Move from diesel to gasoline vehicle production increases pressure on European and North American OEMs


Evolving buying patterns results in need for accelerated production switchover as diesel sales continue to fall, increasing premium freight demand.

Latest figures published in a report by ACEA, the European Automobile Manufacturers Association, showed a global 17% drop in diesel sales over 2017 figures, with gasoline vehicles increasing their share by 14.6%1. Electrified powertrain also saw a significant percentage increase in popularity. This rapid shift in buying trends is placing increased pressure on vehicle manufacturers to switch complex production between the two fuel types, which is driving up the demand for premium freight solutions as a means of bridging potentially volatile supply chain links.

 “Vehicle manufacturers and their suppliers are seeking to safeguard production by ensuring that a switch from diesel to gasoline production is as smooth as possible,” explains Evolution Time Critical managing director, Brad Brennan. “Premium freight expertise is able to provide a safetynet by helping to align lead-times and ensure a robust flow of components in the aftermath of remarkably unpredictable forecasts.

 “A slowdown in production of one vehicle type coinciding with a ramp-up of another poses a two-fold conundrum for suppliers and supply chain controllers, which manifests as a complex balancing act,” explains Brennan. “The aim is to enable a seamless transition, which requires the avoidance of potential bottlenecks, the advancement of some shipments via air charter and the circumvention of excess supply where it is no longer required.” 

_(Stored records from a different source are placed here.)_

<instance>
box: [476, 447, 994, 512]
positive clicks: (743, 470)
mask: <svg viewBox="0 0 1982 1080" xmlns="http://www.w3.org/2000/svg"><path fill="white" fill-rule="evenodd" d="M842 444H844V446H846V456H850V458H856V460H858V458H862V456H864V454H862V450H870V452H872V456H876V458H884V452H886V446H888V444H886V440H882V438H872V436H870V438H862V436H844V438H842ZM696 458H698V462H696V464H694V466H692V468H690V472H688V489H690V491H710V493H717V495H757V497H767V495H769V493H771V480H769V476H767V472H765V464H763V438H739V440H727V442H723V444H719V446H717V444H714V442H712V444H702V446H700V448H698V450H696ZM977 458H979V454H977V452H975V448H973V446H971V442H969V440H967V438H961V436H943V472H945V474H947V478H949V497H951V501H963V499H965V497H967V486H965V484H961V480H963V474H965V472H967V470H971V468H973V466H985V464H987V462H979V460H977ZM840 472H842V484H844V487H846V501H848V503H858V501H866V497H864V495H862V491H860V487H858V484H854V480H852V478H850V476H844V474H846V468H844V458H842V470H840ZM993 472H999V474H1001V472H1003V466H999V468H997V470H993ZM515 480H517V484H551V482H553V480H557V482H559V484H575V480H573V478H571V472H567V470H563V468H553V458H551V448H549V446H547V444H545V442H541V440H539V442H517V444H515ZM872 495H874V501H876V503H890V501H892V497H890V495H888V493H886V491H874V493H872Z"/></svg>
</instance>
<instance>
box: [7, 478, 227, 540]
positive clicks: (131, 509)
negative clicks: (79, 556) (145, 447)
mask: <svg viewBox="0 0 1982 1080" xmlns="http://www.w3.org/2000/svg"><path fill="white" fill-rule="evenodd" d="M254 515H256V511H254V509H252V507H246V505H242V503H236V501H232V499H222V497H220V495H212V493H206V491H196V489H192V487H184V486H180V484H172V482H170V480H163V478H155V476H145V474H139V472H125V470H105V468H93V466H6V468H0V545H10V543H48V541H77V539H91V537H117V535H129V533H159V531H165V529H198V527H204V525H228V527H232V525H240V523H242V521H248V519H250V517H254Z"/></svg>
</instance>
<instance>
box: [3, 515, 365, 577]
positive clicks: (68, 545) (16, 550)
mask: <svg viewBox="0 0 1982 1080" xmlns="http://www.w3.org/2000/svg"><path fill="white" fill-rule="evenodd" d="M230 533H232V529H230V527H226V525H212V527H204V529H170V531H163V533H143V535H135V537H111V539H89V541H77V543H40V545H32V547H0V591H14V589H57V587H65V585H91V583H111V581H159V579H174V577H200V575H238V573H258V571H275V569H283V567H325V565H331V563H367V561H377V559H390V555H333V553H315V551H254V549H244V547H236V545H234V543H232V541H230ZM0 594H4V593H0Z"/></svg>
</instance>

 The report also highlights another factor that adds production and supply chain complexity: it demonstrates that the change in consumer buying preferences stretches beyond their favoured fuel type.

“According to the ACEA report, Americans are buying more European cars – the market now represents 27% of European manufacturers’ exports, totalling €8.8m for the first quarter of 20181, and US production dropped by 3.4% year-on-year during this period,” Brennan concludes. “This trend is synonymous with globalised supply chains. Production trends and supply chain flow that fluidly evolve require suppliers to demonstrate a growing level of agility, which can be enabled by working closely with an emergency logistics partner.

 “Demand for transatlantic premium freight solutions is increasing at an accelerated rate amid changing consumer buying habits and taste, and the growing market for European OEMs in America has led to increasing demand for premium freight and the opening and subsequent growth of our North American Control Center in Atlanta GA. Manufacturers and suppliers appreciate the value of having experts in both locations who are up to speed with latest legislative nuances or most efficient trade routes.”